What is Jlama and why it matters?

Pure Java inference engine for LLMs (no external runtime dependencies)
Jlama avoids cross-runtime fragmentation by keeping inference entirely within the Java ecosystem, eliminating the need for Python services or native model servers. This allows LLM features to be integrated directly into existing Java applications while retaining a single language, deployment surface, and operational toolchain.
Supports major model families: LLaMA 1/2/3, Mistral, Qwen, Gemma, GPT-2, BERT etc.

Java Vector API and Enabling Preview Features

One implementation detail of Jlama is its use of the Java Vector API (part of Project Panama) for SIMD (Single Instruction, Multiple Data) acceleration. SIMD enables parallel vector math such as dot products, multiply-adds, and tensor operations by executing them across wide CPU lanes in a single instruction, rather than looping element by element.

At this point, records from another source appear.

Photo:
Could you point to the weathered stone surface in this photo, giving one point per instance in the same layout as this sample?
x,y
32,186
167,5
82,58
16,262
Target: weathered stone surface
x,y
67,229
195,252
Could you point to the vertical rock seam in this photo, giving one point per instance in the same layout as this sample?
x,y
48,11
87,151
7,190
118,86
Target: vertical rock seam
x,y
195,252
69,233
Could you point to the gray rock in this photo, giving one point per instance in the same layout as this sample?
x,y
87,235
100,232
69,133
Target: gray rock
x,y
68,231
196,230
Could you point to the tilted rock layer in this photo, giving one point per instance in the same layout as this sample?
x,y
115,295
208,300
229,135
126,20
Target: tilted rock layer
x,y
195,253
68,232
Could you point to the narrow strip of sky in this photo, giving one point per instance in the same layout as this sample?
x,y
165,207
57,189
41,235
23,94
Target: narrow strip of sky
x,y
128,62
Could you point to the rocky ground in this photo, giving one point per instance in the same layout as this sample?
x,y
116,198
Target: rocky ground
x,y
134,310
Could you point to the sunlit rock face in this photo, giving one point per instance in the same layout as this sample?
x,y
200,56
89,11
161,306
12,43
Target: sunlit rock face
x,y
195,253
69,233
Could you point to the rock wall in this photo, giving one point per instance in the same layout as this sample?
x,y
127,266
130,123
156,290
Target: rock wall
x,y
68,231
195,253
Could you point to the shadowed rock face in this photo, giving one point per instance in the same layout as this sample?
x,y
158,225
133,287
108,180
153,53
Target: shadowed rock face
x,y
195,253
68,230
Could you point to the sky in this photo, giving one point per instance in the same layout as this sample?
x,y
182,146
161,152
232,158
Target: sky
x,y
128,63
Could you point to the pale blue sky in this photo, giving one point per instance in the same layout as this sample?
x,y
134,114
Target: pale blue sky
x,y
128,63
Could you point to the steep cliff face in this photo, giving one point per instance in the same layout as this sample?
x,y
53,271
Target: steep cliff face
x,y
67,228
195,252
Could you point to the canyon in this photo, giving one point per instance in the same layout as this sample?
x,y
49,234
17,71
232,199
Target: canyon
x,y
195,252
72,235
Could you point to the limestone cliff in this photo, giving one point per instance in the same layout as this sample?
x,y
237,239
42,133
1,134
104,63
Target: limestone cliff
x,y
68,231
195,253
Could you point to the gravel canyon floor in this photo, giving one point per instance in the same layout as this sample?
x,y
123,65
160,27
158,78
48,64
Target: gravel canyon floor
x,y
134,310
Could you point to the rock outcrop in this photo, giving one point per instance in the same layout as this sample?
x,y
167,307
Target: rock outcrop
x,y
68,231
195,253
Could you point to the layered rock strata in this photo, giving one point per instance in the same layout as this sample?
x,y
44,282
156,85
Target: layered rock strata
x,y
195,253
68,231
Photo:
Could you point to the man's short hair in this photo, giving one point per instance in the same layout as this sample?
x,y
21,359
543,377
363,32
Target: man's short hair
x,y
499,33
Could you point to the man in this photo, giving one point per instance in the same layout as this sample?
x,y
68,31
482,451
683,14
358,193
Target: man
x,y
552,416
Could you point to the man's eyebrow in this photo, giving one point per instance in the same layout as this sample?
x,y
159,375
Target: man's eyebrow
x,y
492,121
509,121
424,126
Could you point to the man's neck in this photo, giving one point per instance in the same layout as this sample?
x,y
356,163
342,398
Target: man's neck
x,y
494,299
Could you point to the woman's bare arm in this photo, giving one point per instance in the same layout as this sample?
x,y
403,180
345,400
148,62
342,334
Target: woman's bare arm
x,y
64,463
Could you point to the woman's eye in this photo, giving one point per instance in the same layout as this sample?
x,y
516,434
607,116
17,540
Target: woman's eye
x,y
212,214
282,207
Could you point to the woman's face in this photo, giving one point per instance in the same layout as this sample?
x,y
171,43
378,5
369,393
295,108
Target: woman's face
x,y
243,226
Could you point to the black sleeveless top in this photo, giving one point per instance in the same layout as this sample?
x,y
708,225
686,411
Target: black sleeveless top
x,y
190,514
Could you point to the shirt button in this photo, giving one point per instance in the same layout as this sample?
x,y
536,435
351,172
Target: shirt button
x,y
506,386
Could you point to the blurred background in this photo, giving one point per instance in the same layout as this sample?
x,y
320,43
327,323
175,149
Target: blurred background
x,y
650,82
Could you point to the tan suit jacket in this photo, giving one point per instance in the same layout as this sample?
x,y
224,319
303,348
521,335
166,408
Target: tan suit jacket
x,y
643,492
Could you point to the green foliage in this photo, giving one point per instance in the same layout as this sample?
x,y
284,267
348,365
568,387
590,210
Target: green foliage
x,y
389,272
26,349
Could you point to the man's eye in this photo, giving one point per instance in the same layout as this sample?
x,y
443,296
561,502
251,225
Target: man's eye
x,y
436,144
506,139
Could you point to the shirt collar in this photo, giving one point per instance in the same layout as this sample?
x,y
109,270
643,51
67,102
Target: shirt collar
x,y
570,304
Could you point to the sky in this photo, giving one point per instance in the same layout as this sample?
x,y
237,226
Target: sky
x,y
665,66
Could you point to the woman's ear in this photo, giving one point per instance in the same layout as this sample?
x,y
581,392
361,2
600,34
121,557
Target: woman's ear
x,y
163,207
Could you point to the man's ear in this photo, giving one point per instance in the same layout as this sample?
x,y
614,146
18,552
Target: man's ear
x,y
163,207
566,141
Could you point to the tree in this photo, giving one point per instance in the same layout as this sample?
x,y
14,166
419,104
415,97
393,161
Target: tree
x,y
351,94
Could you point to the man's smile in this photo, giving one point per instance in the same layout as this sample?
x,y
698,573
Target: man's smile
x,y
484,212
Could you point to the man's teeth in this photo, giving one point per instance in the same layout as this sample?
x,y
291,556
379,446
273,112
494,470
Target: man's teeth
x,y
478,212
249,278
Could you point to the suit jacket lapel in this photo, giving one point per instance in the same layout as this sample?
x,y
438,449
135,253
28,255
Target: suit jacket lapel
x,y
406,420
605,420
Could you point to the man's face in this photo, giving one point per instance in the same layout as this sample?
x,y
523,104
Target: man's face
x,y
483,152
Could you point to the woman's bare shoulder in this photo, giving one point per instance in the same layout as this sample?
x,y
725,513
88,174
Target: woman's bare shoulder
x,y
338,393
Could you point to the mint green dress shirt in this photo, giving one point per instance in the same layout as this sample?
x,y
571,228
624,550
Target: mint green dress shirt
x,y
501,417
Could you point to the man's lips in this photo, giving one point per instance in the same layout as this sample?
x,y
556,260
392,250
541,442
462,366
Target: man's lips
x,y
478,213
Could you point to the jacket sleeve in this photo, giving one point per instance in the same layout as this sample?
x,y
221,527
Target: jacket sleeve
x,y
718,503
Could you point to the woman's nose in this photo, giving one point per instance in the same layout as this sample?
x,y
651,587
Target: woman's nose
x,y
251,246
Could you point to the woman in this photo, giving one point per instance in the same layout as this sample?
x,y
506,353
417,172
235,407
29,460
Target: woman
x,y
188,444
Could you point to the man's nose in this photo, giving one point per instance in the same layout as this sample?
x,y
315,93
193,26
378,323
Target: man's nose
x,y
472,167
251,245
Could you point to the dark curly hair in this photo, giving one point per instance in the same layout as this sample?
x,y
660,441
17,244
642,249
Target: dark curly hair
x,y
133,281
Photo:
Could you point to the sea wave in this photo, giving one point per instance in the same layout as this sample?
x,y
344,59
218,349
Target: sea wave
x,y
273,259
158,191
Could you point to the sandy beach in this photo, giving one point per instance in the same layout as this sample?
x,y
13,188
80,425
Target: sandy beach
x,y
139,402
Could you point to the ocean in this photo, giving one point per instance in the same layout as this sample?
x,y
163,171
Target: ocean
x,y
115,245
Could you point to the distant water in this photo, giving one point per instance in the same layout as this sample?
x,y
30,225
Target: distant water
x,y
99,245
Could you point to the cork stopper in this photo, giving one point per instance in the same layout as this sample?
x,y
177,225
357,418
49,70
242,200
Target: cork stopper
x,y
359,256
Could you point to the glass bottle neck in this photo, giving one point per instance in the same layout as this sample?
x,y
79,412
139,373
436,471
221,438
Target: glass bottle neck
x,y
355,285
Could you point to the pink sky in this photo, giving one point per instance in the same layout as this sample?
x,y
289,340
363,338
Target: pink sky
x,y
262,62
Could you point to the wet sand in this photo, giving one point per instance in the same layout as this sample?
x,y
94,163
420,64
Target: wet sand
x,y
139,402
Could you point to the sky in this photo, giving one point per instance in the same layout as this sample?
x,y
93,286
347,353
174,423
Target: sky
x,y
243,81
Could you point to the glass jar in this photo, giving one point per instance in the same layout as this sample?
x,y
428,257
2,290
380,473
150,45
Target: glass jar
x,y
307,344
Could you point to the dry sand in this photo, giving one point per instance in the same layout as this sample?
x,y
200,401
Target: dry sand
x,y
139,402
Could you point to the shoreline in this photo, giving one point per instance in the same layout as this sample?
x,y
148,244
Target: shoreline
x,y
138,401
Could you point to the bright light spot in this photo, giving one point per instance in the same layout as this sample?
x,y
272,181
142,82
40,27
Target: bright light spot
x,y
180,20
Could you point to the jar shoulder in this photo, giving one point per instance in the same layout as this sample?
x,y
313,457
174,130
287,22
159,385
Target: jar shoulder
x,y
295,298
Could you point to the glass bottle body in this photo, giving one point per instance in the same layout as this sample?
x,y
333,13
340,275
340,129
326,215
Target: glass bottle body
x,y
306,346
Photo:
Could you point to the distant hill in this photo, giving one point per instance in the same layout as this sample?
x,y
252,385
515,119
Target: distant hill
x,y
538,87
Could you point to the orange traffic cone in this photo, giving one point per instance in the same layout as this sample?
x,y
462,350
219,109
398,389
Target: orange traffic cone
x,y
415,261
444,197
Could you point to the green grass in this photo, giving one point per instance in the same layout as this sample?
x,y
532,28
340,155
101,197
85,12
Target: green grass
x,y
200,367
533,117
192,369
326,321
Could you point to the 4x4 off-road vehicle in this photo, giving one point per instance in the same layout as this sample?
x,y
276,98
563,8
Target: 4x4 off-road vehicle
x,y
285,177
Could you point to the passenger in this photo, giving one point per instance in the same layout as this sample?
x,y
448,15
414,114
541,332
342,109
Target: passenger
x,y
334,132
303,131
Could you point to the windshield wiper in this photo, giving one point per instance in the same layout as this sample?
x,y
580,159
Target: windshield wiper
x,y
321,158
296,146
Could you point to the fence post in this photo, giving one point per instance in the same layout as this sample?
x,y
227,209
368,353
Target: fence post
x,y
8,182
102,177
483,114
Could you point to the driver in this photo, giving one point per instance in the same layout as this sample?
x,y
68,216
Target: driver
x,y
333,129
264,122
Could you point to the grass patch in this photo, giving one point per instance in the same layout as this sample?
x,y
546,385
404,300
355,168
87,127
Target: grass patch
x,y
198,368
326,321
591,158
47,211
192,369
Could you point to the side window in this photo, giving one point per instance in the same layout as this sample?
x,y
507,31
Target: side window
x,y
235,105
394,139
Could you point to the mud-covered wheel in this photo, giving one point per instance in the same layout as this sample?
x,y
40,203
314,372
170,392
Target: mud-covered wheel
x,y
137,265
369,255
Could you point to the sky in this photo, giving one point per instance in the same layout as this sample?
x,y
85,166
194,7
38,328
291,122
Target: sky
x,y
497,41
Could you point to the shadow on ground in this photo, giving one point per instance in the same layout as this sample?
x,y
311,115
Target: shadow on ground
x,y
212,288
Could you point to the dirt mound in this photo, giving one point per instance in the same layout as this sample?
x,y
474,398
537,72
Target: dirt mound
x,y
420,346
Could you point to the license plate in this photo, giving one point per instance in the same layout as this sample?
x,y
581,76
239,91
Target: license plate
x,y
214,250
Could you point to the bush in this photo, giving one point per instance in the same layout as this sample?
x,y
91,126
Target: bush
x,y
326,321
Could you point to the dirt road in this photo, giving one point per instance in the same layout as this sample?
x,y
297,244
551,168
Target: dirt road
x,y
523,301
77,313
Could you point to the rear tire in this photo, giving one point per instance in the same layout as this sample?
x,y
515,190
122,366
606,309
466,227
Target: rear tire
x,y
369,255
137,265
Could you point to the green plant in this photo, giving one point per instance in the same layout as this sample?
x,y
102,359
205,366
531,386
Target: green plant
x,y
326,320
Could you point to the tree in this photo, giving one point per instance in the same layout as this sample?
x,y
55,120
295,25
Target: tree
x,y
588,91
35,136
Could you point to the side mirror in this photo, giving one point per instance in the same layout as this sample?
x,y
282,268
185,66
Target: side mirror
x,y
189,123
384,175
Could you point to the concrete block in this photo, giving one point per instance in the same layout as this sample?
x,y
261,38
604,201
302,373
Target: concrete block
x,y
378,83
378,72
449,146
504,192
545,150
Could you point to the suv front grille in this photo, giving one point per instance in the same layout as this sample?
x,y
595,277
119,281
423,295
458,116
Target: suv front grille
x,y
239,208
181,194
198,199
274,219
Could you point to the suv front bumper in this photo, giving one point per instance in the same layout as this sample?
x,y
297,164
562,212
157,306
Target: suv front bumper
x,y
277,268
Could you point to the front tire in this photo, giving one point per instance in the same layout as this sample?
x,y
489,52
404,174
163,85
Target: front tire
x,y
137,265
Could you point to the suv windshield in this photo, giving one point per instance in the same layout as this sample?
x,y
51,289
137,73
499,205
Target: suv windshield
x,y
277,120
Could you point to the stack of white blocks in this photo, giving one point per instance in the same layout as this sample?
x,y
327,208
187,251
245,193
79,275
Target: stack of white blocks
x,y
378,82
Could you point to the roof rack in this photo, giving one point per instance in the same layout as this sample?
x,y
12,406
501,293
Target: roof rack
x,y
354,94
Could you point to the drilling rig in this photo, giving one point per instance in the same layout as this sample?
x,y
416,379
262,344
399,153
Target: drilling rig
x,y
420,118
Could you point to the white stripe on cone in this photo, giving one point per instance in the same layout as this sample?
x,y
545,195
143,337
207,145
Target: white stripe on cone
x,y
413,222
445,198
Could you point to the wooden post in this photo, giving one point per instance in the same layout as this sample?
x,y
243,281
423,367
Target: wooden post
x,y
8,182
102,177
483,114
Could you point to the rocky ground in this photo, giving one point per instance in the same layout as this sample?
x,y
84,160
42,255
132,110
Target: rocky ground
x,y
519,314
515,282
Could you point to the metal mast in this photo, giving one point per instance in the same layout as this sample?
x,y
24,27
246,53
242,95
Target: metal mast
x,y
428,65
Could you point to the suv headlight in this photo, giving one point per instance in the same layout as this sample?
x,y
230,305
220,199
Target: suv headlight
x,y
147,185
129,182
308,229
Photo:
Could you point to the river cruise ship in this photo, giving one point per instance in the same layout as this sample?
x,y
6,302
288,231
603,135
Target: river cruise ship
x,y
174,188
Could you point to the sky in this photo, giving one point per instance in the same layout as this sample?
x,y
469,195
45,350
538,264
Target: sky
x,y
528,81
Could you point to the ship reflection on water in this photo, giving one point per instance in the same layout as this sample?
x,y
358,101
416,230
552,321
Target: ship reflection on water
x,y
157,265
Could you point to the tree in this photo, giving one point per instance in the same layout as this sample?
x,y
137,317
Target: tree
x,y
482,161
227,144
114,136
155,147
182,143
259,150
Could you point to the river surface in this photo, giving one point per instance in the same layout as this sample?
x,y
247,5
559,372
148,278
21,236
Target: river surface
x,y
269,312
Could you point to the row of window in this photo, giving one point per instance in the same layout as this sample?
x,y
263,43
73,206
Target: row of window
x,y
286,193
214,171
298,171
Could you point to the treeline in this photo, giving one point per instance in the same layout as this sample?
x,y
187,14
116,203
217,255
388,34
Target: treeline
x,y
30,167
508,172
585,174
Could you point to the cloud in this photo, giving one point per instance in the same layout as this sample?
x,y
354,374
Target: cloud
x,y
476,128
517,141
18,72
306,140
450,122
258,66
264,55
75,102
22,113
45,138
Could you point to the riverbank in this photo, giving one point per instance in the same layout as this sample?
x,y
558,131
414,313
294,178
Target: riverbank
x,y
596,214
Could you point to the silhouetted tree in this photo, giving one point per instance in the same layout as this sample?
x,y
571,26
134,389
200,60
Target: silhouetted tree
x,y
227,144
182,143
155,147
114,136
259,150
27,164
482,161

Jlama depends on the Java Vector API. As of Java 25, the Vector API is still in incubation and considered a preview feature. According to the documentation regarding preview features:

To use preview language features in your programs, you must explicitly enable them in the compiler and the runtime system. If not, you'll receive an error message that states that your code is using a preview feature and preview features are disabled by default.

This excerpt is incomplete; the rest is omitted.